PPF Scheme New Rules: There is big news for those investing money in the Public Provident Fund Scheme. If you have also invested money in the PPF Update scheme or have a plan to invest, then now the Central Government has made a big change in the rules of this scheme. Let’s know about it in detail.
There is big news for those who put money in the Public Provident Fund Scheme. If you have also invested money in the PPF Update scheme or have a plan to invest, then now the Central Government has made a big change in the rules of this scheme.
Many schemes are run by the government for the general public. The government keeps on making changes in government schemes from time to time. If you do not know about these new rules on time, then you may have to suffer a lot. Let us tell you that now what changes have been made by the government in the rules of PPF scheme.
You can invest in the scheme even with less rupees
If you have invested money in this scheme then there is good news for you. You can also take advantage of this scheme in less money. Your money is safe in such schemes. In this, the government is getting the benefit of 7.10 percent interest.
Money deposited once a month
You can invest up to 500 rupees in PPF at least in 1 year.
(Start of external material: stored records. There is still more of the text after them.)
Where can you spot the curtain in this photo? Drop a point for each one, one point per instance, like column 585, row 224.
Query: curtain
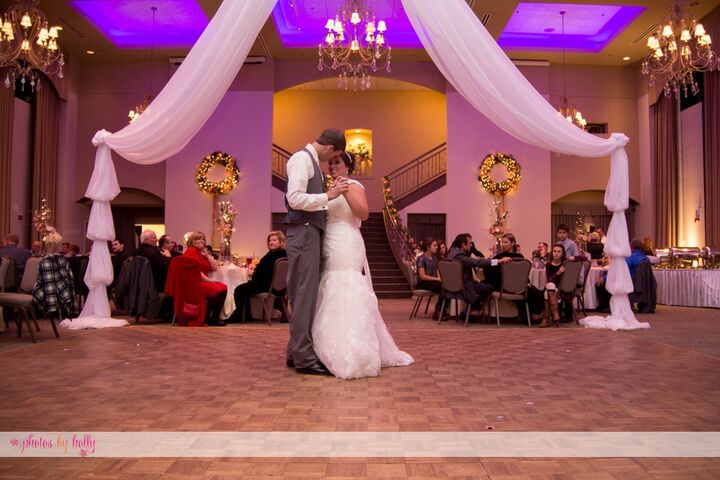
column 166, row 126
column 46, row 113
column 7, row 107
column 479, row 70
column 665, row 133
column 711, row 124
If you deposit up to 1.5 lakh rupees in PPF in 1 year, then you get the benefit of tax exemption. If you want, you can deposit money in it every month. Are
Account will not be closed even after 15 years
Investment in it stops after 15 years. But if you want to invest more in this, then you can invest in this scheme even after 15 years, but then you can withdraw the money only once in 1 year.
How to open account
To open a PPF account, you have to submit Form-1. If you want to invest even after 15 years, then you have to apply in Form-4.
Getting the benefit of loan
You can easily get loan on PPF account. You get a loan of only 25% of the money in your PPF account.